In other words, for those that tldr: Conservatives could be incredibly kind and might often actually do the right thing, if they weren't total idiots. Problem is: They believe too hard literally all the time and base their self off an ideology built on narratives, true or false.

[–] [email protected] 6 points 9 months ago (1 children)

They could be decent people, but aren’t.

Got it.

[–] RGB3x3 9 points 9 months ago (1 children)

Actions speak louder than words. If you say you love and support children, but vote to take away their rights to be who they are and read what they want, you're a bad person. If you say you support women, but vote to take away their bodily autonomy and voice, you're a bad person. If you say you support helping the poor, but vote to decrease or eliminate social programs meant to help the poor, you're a bad person.
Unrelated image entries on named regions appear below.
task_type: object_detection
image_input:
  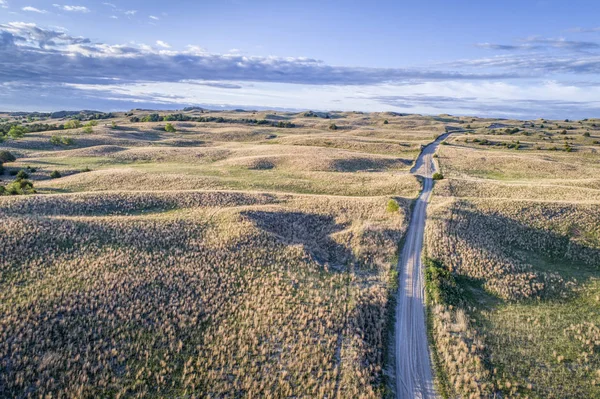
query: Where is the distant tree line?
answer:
[129,113,296,128]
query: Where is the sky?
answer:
[0,0,600,119]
But they'll never realize that.

[–] raynethackery 6 points 9 months ago

When someone shows you who they are, believe them the first time. -Maya Angelou

[–] [email protected] 1 points 9 months ago

Problem is: They believe too hard literally all the time and base their self off an ideology built on narratives, true or false.

I don't think that's a conservative specific thing there, and if you do odds are you're doing the same thing but privileging the ideologies and narratives you are using in a way that you don't think they count as narratives or ideologies but as either facts, justice or something along those lines.

To put it another way, I suspect if I asked for a list of your ten mostly firmly held and allegedly defensible political beliefs and we really drilled down to the bedrock on them we'd hit some bits that are more ideology or narrative than you'd be readily comfortable to admit. Or cases where you built the position around a principle that only applies when it otherwise neatly aligns with your preferred ideologies and narratives.

For example, pro-choice people tend to be able to invoke one or more general principles that they often claim being pro-choice is an example or expression of (bodily autonomy is a popular one), but it's shockingly common for nearly the only controversial case where they'll apply those principles to be abortion (and I say this as someone who is pro-choice).

Kelly Oliver (philosophy professor at Vanderbilt specializing in feminism among a few other topics, ironically including ethics) once argued that feminist theory isn't about producing true theories or false theories but rather strategic theories - in other words it's not about whether or not it's true but whether or not it is useful for activism. This sounds shockingly like something conservatives might say about some of their hot button claims of the moment if they were being unusually honest.